No snotty kids or teenaged punks ever touched the muscle cars parked out front, or the luxury rides with vinyl tops and whitewalls in the rear lot. Reprisals for that kind of action were swift and severe. No ongoing police surveillance was maintained either, unless a member was out on bail and being watched. The Y and S Club was well protected and well defended.
The second floor could have been a Madison Avenue millionaire's hideaway. A curved, thirty-foot-long bar with chair-back stools dominated a chamber whose richly dark wood-paneled walls were decorated with gilt-framed paintings in oil, watercolor, and pastel by famous artists, the kind whose work had been copied onto the nose cones of planes during World War II. The subject matter was female nudity, of course—this was a men's club—but nothing outright vulgar.

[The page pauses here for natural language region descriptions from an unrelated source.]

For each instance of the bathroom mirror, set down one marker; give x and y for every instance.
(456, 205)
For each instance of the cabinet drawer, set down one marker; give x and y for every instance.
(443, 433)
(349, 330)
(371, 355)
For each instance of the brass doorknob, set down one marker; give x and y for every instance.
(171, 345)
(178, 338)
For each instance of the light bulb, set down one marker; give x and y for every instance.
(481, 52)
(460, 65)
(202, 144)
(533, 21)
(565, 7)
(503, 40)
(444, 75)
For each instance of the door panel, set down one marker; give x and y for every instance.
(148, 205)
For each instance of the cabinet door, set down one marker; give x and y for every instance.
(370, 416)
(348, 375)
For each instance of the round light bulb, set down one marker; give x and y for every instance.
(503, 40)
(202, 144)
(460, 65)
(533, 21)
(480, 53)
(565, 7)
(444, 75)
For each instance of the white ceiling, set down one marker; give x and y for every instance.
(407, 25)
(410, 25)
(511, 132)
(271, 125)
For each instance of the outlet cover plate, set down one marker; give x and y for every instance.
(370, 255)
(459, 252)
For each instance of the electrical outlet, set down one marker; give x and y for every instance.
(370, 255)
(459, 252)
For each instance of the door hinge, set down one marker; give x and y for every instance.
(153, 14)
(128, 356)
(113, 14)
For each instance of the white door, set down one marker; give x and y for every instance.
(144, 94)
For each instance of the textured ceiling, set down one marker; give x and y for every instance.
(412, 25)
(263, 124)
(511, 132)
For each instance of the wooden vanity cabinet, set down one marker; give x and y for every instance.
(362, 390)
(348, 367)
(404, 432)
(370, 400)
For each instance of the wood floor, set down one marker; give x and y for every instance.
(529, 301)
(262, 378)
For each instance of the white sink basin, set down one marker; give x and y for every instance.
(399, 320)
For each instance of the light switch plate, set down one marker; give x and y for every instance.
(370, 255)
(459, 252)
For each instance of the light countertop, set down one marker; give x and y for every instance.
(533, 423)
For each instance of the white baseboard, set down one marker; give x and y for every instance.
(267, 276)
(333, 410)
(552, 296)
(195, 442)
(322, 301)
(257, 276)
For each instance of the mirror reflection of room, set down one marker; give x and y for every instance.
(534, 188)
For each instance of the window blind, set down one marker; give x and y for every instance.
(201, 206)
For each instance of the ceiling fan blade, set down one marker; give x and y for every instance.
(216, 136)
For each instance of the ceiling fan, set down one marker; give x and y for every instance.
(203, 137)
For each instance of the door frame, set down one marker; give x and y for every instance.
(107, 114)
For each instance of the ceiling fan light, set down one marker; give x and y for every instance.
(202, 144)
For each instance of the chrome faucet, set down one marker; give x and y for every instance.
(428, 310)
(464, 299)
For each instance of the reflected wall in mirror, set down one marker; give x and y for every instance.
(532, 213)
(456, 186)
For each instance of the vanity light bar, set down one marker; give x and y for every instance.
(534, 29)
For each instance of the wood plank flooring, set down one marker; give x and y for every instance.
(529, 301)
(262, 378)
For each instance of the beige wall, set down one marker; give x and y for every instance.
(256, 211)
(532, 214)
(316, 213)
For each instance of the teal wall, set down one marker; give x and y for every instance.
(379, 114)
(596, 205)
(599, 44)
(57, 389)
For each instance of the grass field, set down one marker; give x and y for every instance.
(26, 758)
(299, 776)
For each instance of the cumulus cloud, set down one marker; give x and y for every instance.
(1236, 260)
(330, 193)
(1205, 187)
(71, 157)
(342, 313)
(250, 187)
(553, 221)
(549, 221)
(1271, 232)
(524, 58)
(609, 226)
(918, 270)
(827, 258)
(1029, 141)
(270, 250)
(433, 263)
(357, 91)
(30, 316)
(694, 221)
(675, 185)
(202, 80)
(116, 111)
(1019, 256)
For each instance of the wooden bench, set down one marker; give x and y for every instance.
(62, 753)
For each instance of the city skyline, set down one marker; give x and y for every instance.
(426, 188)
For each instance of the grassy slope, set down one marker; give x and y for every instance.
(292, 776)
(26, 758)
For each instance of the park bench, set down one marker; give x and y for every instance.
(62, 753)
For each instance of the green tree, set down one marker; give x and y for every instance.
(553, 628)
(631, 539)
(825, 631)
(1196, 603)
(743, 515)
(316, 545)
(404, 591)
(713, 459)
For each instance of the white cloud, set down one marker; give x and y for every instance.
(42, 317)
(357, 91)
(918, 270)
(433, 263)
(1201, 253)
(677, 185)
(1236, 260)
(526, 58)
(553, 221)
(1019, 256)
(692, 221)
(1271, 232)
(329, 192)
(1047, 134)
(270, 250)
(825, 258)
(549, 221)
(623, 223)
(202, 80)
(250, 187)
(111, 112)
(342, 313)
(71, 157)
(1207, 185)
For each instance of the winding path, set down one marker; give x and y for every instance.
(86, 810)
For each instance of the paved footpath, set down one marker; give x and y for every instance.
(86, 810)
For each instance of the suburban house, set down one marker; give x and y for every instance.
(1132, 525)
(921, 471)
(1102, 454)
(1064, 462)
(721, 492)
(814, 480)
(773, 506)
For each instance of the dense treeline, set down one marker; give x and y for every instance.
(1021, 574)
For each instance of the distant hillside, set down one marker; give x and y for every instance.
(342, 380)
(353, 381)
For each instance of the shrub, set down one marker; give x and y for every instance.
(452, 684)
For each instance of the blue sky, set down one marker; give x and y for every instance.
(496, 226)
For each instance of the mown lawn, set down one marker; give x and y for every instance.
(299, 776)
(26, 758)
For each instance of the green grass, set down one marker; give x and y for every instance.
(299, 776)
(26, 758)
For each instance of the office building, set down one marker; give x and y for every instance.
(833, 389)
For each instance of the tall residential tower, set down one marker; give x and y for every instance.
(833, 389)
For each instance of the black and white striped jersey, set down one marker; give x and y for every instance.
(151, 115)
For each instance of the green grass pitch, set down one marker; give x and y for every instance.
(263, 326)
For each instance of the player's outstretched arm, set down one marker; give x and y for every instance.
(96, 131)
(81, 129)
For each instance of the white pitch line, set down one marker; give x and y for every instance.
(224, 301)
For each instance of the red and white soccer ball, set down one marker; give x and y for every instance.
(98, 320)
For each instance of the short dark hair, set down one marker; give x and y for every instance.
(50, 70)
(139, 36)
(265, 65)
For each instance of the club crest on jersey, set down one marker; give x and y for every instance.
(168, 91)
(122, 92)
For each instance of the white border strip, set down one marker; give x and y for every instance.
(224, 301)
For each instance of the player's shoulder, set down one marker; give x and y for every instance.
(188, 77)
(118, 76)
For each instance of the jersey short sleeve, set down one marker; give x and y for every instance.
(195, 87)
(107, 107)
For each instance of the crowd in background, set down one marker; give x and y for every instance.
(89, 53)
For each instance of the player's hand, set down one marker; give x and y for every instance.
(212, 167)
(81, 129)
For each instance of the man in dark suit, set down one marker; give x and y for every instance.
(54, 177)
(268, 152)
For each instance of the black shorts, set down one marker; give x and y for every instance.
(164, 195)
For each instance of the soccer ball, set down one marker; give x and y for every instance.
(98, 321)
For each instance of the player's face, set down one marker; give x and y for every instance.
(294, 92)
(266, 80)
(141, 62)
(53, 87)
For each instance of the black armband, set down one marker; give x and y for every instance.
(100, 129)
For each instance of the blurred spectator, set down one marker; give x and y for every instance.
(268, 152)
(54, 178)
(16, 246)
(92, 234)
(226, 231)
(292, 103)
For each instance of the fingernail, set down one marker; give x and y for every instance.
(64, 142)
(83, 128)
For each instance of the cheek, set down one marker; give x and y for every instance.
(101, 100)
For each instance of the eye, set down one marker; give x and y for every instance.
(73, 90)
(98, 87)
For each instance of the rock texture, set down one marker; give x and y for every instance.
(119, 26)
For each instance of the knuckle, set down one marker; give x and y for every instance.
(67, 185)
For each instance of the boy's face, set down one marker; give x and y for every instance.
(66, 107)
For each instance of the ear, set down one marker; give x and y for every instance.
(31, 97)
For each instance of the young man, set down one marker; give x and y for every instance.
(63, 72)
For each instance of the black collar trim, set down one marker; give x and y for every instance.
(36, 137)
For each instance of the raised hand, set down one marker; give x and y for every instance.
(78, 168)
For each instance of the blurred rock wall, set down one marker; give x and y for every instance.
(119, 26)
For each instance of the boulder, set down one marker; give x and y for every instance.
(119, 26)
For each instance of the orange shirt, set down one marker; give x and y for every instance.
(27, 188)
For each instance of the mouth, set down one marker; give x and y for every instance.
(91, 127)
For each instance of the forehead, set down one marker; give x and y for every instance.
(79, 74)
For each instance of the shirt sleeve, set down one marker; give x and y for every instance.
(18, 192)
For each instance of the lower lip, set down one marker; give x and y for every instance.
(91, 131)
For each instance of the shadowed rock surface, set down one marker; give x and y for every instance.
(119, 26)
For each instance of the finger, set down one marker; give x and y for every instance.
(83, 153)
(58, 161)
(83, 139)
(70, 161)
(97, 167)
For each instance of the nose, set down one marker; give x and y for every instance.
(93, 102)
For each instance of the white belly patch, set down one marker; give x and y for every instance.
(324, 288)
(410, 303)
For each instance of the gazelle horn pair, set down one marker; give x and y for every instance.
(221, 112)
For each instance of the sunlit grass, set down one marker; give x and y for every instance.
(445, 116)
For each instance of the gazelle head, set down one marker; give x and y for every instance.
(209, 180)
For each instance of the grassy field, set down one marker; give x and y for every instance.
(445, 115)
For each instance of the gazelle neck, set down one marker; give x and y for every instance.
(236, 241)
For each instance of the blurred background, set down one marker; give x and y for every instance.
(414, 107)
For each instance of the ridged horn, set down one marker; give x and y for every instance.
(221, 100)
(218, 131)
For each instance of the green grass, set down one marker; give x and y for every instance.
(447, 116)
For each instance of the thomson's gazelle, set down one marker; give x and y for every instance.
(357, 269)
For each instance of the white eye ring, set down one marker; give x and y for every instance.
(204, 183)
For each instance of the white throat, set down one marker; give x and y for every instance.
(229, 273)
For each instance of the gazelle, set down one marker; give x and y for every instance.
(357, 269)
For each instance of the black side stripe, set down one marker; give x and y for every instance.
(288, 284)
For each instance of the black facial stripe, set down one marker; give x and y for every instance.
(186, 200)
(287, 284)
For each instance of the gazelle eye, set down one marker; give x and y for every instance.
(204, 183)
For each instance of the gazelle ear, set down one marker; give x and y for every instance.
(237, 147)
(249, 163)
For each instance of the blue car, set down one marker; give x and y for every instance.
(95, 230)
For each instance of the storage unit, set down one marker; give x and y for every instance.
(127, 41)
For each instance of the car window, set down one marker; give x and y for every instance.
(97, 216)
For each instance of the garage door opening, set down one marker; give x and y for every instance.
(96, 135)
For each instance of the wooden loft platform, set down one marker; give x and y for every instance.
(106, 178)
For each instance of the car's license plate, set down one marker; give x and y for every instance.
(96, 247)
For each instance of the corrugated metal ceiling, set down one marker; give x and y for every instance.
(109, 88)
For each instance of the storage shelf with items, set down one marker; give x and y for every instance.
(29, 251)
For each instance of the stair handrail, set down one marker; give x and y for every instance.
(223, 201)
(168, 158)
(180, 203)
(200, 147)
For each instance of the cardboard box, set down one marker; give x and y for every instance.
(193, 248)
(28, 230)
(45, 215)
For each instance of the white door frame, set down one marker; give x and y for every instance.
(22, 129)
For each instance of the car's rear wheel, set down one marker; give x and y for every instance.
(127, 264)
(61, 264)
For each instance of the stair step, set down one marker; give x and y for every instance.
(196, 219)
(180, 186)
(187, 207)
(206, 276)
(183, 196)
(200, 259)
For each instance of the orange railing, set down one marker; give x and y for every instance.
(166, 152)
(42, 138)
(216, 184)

In addition to a civilian bartender, a staff of four was on hand to take coats and hats, serve drinks, and do whatever their benefactors required. These minions were a special breed—their training suited them for the finest private club in any major city, but they were also armed bodyguards. They wore dignified black suits with black bow ties, and the cut of the jackets did not betray the holstered guns on their hips. Among their duties was never remembering what went on in this sanctuary of smoking, drinking, and privacy.
The members were an odd mix. Men in their sixties and seventies, in sweaters and threadbare pants, would sit at a pearl-enameled table and play cribbage, whist, and other old-fart card games. A table of sharply dressed younger members—in their forties—had a poker game going that took up a corner with a felt table and a hanging Tiffany-type shade. This game had been continuous, as far as anybody knew, for decades. Always money on the table. Always players coming in and out. Whether six A.M. or six at night, no matter.
In the middle of the room was a little reading area, easy chairs and a couch around a coffee table littered with upper-tier girlie magazines, plus Sports Illustrated, Ring, Variety, and various boating periodicals. No TV had been installed in the second floor clubroom—anybody wanting to watch sports could join the kiddies downstairs. No radio either—if you wanted to keep track of the horses, go to a fuckin' bookie joint already. There was, however, continuous music, soft but easily discerned, Italian crooners singing hits of the forties and fifties.
No disco allowed on the second floor either.
On the third floor were the suites. Each one had a living room with TV and wet bar, a well-appointed bedroom, and a luxurious bath with a large hot tub. There were three such suites, used by important out-of-town guests and by various members who wanted a little overnight getaway from the wife and kids. A larger fourth suite, however, belonged to the master of the brick castle.
This was Alberto Bonetti's home away from home.
As a kid, he and his gang holed up in the cellar under Poco's papa's saloon, and as long as they never messed with the old man's beer barrels or raised too much hell, he let them alone. Now Alberto had a mansion on Long Island, where his alcoholic wife lived in luxury and despair over the demise of Sal and the lack of visits from their married daughter, who had publicly disowned them, and the lawyer son who had put a continent between him and the family whose money had paid for his deluxe schooling. And Alberto was only around on the occasional weekend.